Policing isn’t the only area where better representation of a group hasn’t alleviated mistreatment of that group. More diverse educators have not closed the racial education inequity gap. The prestigious and clubby financial services industry, which has a comparatively better diversity record, is sometimes touted as a model for tech to follow. But those employees didn’t stop the industry from targeting black families with sub-prime mortgages. President Barack Obama’s race didn’t prevent his administration from pursuing housing policies that were detrimental to black wealth. Big tech doesn’t have to look far for similar examples: IBM has one of the oldest workforces among major technology companies, but that hasn’t kept it from being sued for age discrimination after firing thousands of its eldest employees.

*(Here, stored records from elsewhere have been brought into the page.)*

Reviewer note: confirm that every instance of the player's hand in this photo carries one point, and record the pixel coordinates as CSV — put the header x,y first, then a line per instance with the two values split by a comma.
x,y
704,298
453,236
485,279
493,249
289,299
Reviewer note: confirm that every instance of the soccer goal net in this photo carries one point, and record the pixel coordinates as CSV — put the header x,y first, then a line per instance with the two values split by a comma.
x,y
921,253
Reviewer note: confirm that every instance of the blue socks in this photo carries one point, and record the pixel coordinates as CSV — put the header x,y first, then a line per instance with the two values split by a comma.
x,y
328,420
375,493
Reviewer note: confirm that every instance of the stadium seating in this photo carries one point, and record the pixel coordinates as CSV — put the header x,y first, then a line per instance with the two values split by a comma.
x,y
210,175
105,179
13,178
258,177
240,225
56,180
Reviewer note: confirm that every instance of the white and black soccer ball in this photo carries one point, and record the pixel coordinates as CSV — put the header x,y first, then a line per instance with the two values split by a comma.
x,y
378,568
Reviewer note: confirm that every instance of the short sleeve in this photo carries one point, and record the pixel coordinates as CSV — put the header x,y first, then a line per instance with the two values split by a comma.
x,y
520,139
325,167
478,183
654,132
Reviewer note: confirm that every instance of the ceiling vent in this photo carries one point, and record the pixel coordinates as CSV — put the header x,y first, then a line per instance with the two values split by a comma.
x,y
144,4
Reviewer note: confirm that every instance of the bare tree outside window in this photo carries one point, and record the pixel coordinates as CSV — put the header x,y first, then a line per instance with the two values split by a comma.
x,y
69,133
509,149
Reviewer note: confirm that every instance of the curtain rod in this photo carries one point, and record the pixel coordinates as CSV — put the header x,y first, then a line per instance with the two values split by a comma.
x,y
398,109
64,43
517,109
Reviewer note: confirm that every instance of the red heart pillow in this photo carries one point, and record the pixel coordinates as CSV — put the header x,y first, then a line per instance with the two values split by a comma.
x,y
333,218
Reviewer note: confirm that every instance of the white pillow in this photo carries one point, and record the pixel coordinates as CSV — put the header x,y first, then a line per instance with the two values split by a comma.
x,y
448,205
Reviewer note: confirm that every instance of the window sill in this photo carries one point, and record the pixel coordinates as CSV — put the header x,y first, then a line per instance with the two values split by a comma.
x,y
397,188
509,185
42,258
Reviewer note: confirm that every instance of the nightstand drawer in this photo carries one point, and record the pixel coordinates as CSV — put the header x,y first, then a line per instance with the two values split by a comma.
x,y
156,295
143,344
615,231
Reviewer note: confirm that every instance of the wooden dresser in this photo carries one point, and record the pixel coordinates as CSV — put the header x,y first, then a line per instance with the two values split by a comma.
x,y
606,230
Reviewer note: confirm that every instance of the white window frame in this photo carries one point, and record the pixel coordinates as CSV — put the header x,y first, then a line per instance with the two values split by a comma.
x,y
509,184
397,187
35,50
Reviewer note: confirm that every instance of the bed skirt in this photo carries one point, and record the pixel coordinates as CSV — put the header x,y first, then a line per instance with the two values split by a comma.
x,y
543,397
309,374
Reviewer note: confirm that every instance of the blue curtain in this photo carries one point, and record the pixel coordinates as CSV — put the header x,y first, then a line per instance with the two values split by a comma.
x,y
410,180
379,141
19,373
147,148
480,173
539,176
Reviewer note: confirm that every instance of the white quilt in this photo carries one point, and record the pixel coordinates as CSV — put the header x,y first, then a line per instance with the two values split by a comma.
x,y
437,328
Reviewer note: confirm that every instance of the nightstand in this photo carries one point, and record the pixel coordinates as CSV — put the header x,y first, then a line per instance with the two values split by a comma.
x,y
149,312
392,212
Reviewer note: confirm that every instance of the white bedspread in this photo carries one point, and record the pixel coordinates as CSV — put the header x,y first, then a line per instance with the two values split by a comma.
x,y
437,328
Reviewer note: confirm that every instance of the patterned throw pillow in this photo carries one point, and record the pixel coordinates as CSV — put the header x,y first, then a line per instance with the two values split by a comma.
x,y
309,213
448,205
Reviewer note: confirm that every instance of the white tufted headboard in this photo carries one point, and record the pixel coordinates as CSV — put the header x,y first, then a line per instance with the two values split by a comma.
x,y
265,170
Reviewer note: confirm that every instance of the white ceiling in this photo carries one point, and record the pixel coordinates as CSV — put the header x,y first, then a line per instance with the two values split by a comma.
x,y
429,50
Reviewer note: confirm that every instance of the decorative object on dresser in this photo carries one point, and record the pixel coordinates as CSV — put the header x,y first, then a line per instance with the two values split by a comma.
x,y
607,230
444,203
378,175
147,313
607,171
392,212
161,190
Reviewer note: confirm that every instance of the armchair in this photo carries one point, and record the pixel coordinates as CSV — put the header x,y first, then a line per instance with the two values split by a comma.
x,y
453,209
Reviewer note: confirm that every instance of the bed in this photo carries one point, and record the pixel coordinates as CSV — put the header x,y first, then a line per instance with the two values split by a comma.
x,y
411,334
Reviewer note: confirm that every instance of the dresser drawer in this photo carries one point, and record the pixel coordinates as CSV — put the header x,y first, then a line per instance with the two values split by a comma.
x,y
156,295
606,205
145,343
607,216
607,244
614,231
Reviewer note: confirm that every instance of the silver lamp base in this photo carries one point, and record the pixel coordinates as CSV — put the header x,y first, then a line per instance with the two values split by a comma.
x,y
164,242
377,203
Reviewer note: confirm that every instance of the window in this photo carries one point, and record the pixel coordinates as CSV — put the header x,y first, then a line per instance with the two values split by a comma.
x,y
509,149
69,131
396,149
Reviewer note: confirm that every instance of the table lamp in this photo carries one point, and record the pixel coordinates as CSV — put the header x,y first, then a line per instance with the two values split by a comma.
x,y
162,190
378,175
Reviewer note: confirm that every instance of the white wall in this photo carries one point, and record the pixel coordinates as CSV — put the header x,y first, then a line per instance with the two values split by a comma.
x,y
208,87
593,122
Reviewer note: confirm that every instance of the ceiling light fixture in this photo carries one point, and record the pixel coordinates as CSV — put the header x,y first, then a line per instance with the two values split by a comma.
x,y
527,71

Lack of improvement isn’t the fault of minorities working within these organizations, but is likely caused by societal and organizational factors that remain impervious to changes in personnel. As Charles E. Menifield and Geiguen Shin of Rutgers University, along with Princeton University’s Logan Strother, wrote in a paper on race and policing, improvements should focus on “fundamental macro-level policy changes, as well as changes to meso-level organizational practices” that are better equipped than hiring practices “to address the root causes of racial disparities.”  The tech sector is likely no different.

While it is possible that having more minorities at Facebook could have helped the company avoid creating tools that enabled advertisers to discriminate by race with housing ads—which it now says it has fixed—the social-media giant faces a host of problems that are reflective of real-world, systemic racial bias, and where it is less obvious how a more diverse workforce would guarantee change.

The company still makes it possible for advertisers to discriminate against groups of users by targeting ads to proxies for race like zip code, estimated home value, and estimated income. It’s hard to imagine how more diverse engineers would improve predictive policing algorithms when the crime datasets they’d be built with are usually biased. Facial recognition software is, for now, far more accurate at identifying white faces, which could make darker-skinned people more vulnerable to falsely falling under police suspicion. But even if that weren’t the case, the software wouldn’t address already existing issues of bias in the police forces set to use the software. Such limits in reducing bias make representation more of a first step than the solution lawmakers on the energy and commerce committee want it to be.